The U.S. Food and Drug Administration (FDA) has, for the first time, exercised new authority to regulate what cigarette products are safe enough to be sold on the market. The agency announced on Tuesday that it has rejected four new proposed cigarette types (while approving two other ones) under powers it gained under the Family Smoking Prevention and Tobacco Control Act of 2009.
Before President Obama signed the Tobacco Control Act, regulation of cigarettes was largely limited to how they could be advertised and what age groups they could be sold to, leaving tobacco manufacturers near carte blanche over what to put into their products. Those ingredients include carcinogens such as benzene and formaldehyde, toxic metals like arsenic, and poisonous materials such as ammonia, carbon monoxide, and hydrogen cyanide.
Now, the FDA can reject a new product if it finds its chemical makeup to be harmful — and on Tuesday, it did. “This is the first time in history that a federal agency has told tobacco companies that they could not market a new or modified cigarette because of the public health problems they pose,” Matthew L. Myers, president of the Campaign for Tobacco-Free Kids, explained in an interview with the New York Times.

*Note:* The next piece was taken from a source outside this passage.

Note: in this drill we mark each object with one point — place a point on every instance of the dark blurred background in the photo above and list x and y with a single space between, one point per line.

Although the agency isn’t allowed to disclose which products it denied, FDA official Mitchell Zeller told the Times that several of the proposed cigarettes were rejected due to public health concerns over “more added chemicals than a similar product currently being sold” and incomplete information about their ingredients.
U.S. smoking rates have fallen dramatically in recent years — but just under 20 percent of American adults still smoke, according to data from the Centers for Disease Control (CDC). Smoking-related illnesses add $96 billion to Americans health care costs every year — much of which is borne by U.S. taxpayers, since poorer Americans on public assistance such as Medicaid tend to have higher smoking rates.